After some experimentation, I have a solution that I think will be useful to others. I go into some detail here, so that people can take the principles and adapt them to their own circumstances. A lot of it seems obvious in retrospect, of course!
Tools I used:
- Two long plastic yardsticks (wood or fiberglass would be fine, too).
- One small plastic binder clip (like the ones used for potato chip bags).
- One high-powered flashlight.
- (Optional for other circumstances: a piece of plywood)
First, here are some questions that capture the underlying principles that I puzzled out.
How can I have fine-grained control over rotation of the plug parallel to the wall, so that I can properly orient the ground pin and prongs clockwise/counter-clockwise relative to the receptacle?

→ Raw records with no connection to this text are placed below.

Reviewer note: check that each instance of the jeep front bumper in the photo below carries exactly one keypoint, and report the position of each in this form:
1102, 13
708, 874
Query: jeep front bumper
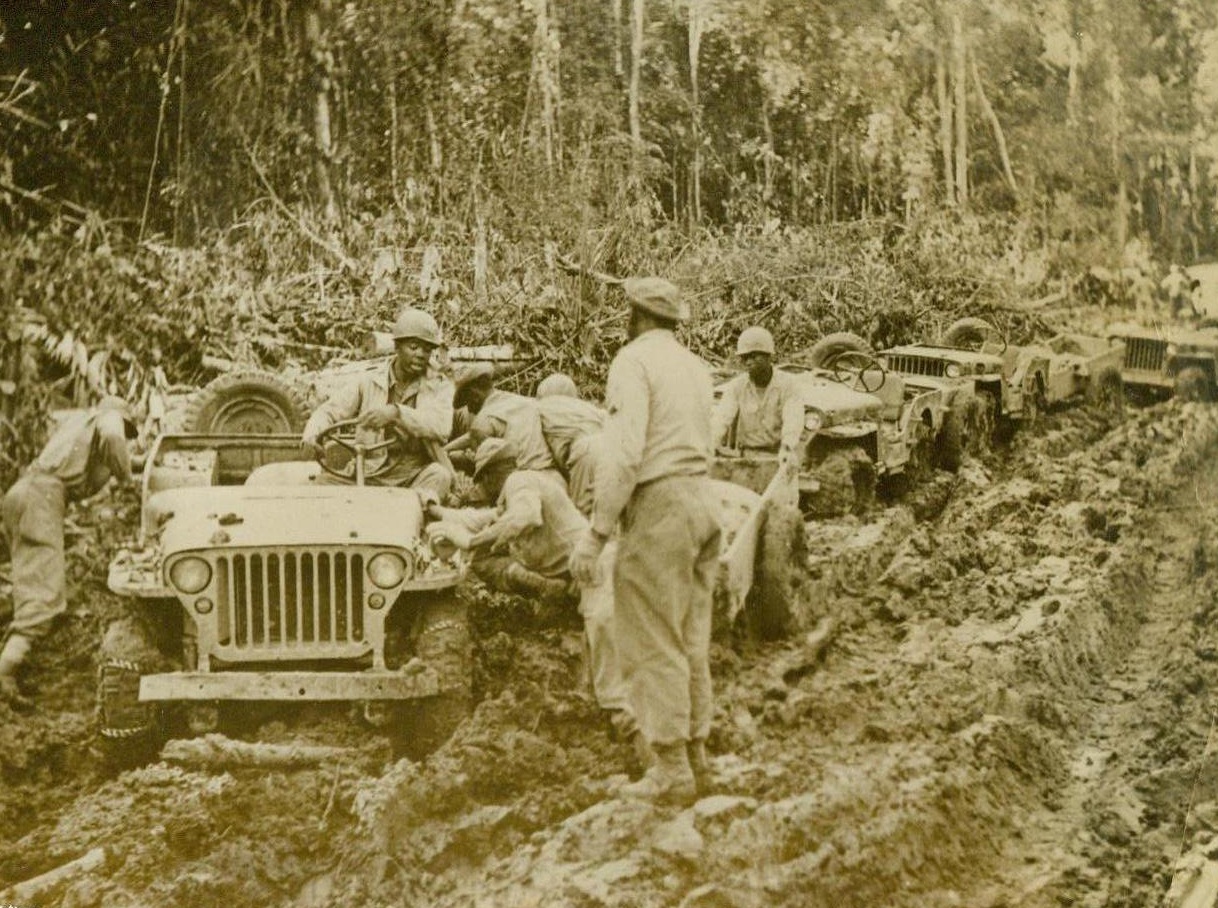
290, 685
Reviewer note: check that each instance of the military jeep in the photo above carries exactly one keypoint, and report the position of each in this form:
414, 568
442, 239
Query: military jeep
255, 583
1166, 360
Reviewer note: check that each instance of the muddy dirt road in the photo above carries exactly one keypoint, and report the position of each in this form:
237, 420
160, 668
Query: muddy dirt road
1001, 696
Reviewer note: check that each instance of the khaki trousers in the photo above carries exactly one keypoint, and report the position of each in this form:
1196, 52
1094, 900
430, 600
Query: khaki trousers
664, 584
33, 521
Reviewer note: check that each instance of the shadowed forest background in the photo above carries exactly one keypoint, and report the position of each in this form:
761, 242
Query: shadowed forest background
266, 180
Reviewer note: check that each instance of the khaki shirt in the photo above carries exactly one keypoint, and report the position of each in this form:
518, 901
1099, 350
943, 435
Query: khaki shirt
564, 419
660, 399
425, 406
763, 418
85, 451
535, 519
521, 428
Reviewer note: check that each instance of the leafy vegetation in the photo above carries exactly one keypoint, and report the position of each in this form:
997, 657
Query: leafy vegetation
261, 179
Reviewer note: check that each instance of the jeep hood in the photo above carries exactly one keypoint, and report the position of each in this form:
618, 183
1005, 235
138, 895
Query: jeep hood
234, 517
837, 402
965, 357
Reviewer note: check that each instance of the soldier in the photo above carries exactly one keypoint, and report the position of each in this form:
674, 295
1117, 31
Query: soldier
408, 399
653, 478
573, 430
493, 412
523, 545
80, 457
761, 408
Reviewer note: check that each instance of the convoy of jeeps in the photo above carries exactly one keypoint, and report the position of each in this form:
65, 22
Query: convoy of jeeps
250, 583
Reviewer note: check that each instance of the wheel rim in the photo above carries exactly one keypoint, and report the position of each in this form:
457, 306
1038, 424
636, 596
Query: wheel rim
250, 417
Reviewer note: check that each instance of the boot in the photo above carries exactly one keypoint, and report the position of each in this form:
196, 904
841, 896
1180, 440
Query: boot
14, 653
703, 775
670, 781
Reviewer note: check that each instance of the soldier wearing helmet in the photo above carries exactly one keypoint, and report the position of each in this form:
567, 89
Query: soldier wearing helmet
761, 408
653, 478
407, 399
82, 456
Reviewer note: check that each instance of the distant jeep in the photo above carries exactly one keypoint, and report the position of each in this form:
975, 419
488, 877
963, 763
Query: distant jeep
253, 583
1166, 360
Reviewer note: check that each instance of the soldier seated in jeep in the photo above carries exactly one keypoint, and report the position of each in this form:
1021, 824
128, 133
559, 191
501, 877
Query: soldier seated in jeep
408, 400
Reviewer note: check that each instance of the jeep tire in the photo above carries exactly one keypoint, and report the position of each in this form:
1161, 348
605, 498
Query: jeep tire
442, 642
249, 402
781, 556
129, 733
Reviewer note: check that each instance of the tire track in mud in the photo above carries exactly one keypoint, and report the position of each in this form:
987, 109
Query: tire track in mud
937, 753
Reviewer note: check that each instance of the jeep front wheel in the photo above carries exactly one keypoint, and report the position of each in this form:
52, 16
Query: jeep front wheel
129, 733
781, 553
442, 642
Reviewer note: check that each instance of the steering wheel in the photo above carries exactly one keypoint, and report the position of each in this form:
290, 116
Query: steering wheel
851, 367
344, 435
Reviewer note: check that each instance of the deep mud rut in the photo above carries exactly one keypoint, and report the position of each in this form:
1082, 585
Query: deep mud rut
1001, 695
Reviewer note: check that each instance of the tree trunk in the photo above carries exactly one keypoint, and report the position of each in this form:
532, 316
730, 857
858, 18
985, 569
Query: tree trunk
960, 84
696, 105
546, 84
619, 67
944, 100
322, 61
999, 137
637, 15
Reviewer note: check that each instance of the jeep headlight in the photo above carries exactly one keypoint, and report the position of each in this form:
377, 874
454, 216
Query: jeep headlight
190, 574
387, 569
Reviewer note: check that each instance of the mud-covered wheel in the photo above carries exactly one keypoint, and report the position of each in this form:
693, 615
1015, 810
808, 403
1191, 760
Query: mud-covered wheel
129, 733
949, 444
982, 423
1106, 391
781, 555
246, 404
442, 642
836, 344
1193, 384
971, 333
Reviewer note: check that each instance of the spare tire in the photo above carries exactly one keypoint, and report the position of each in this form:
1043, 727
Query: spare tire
249, 402
833, 344
965, 332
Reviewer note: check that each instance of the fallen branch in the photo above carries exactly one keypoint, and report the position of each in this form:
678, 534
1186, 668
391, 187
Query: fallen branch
306, 230
34, 890
212, 751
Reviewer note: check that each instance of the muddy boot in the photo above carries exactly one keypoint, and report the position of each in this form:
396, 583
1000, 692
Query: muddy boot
14, 653
670, 781
703, 775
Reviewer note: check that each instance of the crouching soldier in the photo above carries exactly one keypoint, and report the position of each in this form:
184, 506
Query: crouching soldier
524, 544
78, 461
573, 430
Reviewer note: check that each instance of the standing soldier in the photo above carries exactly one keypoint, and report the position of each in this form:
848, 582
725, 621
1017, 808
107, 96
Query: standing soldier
653, 477
407, 399
763, 408
80, 457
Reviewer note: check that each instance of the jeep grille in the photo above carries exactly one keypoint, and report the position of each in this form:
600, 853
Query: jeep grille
296, 600
909, 365
1145, 354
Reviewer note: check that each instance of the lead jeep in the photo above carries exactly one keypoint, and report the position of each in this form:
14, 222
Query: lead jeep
1162, 361
250, 583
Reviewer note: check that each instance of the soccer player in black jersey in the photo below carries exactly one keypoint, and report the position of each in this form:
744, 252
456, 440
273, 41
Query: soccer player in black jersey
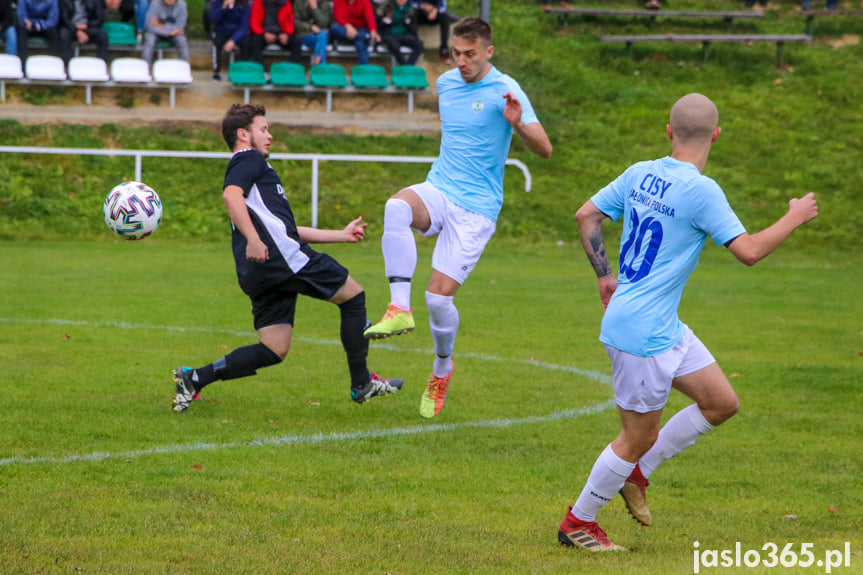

How can I control rotation of the plug perpendicular to the wall, so that the prongs and pin are properly facing the receptacle?
While maneuvering the plug, how can I detect when the plug is properly aligned with the receptacle, so that the insertion is accurate and safe?
Once the plug is properly aligned relative to the receptacle, how do I apply the proper amount and direction of force to insert the plug?
For #1, I used a plastic binder clip (like the ones used for potato chips) to attach the cord (near the plug-end of the cord) to a long plastic yardstick. By changing the angle of the yardstick relative to the ground, I had fine control over the rotational position of the plug.
For #2, I angled the plastic binder clip so that it secured the plug as close to the end of the cord as possible, so that it was firmly holding the flat side of the flat plug to the flat side of the yardstick. By keeping the yardstick parallel to the wall, the plug stayed naturally aligned.
For #3, I used a high-powered flashlight to illuminate the area, so that I could clearly see when the alignment was close to perfect. By aligning my vision to be at the same height as the receptacle, I could see when the two prongs were parallel to each other relative to the ground. When that happened, I could also feel the prongs and ground pin settle gently into the outer edges of the holes, so I had both visual and tactile confirmation that my alignment was good.
For #4, I inserted a second long plastic yardstick between the first yardstick and the bookcase with its flat face parallel to the flat surface of the first yardstick, but at a 30-degree angle or so relative to the ground, so that the two yardsticks intersected at the point directly behind the plug. I then rotated the second yardstick around its long axis, which, once the second yardstick contacted the back of the bookshelf, gained some leverage and, as rotation continued, it naturally applied progressive pressure directly against the plug assembly. This gently pushed the plug right into the receptacle.
Once I had the principles worked out, and tried a couple of approaches, it worked like a charm. I believe that my method is reproducible and safe.
This method was dependent on having the hard back of the bookcase available for leverage. In other circumstances (for example, if the receptacle was behind a soft-backed piece of furniture like a giant sofa), a section of plywood (flat enough to insert into the area, but wide enough to span any open space) could be positioned to provide the needed leverage.
And yes, I know that I could have spent the same amount of time emptying all three sections of the bookcase, unscrewing the earthquake brackets, emptying the filing cabinet portion of the middle bookcase, detaching the brackets connecting the three bookshelves together, moving the entire thing, and then reassembling everything.
But now I know how to solve this class of problem in ten minutes ... and hopefully, someone else will find this information useful.